The lunch feast |
Starting a company in a foreign land is not easy, especially when you have to battle floods, riots, more floods and sneaky amnesty proposals. Just click the link of the right-hand bar under the label "Working in Thailand" and you will see some of the difficulties I have faced over the past 2 years.
That said, taking care of a company on your own does have its perks too. At least I can run it the way I feel a proper company should be run, treat customers the way they rightfully deserve, and most importantly, build up a team of people who will give their heart for a common cause and collectively reap rewards from it. Though I made my fair share of mistakes (and will continue to make them), the decision to provide free rice, condiments, rice cooker and electric stove has proven to be a masterstroke, one that is making me very satisfied indeed.
20baht per head (the rice is free) for this spread of authentic thai food, beat that |
The picture above is a typical lunch at my office. Clockwise from the top left is Thai spicy sauce (a condiment to go with the food/rice), Thai red curry chicken with pumpkin, spicy catfish stirfry, spicy pork stirfry with long beans and basil, TES-cooked smoked fish soup (my staff cooked it with smoked fish made by another staff's mom) and finally deep-fried pork strips with garlic. Everyone would take turns to bring their favourite ingredients and even cook their best dishes to share with the company.

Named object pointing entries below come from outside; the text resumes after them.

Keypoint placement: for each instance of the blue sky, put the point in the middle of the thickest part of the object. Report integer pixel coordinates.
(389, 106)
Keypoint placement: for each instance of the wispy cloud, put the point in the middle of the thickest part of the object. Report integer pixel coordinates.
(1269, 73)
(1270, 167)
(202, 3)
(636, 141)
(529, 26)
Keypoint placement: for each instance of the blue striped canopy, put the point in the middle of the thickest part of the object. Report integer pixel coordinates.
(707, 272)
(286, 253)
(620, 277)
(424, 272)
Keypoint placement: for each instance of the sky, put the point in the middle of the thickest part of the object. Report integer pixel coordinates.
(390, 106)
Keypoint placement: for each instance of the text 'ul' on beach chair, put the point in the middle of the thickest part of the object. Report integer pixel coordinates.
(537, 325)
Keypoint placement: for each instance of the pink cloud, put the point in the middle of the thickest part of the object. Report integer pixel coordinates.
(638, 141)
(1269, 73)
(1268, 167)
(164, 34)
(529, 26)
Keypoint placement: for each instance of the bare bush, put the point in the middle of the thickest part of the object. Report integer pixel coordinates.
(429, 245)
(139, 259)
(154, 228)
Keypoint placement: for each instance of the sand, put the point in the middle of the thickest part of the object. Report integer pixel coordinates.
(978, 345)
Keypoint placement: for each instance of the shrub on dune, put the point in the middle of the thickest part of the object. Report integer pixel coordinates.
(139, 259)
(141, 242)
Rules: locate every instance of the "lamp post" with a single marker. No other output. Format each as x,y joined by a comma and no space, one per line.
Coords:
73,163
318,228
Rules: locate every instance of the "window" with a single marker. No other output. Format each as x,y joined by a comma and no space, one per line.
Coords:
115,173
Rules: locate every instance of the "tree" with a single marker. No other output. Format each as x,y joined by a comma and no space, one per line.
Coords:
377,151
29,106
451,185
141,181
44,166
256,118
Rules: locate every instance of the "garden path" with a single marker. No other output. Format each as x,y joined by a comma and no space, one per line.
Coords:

The best thing is actually not the food. It's the camaradarie built when everyone sits down around the same table, waiting for each other to be ready before tucking in, laughing together, refilling rice for each other when one has an empty plate. That's the best part. I'm not well-versed in Thai, but I sort of get most of the jokes made and contribute my own once in a while. I most fondly remember joining 4 Thai words together "Kin-Lao-Ro-Dai" (which means "drink whisky and wait for your death") which lightened the mood when everyone was worried about the floods a few weeks ago (I guess they just did not expect this chain of words to come out of my Malaysian mouth). They are still talking about it till this day.
TES family tucking in |
The food isn't always spectacular, sometimes it does not suit my palate and I end up just having rice with omelette, but the warmth in my heart keeps me going for the rest of the day.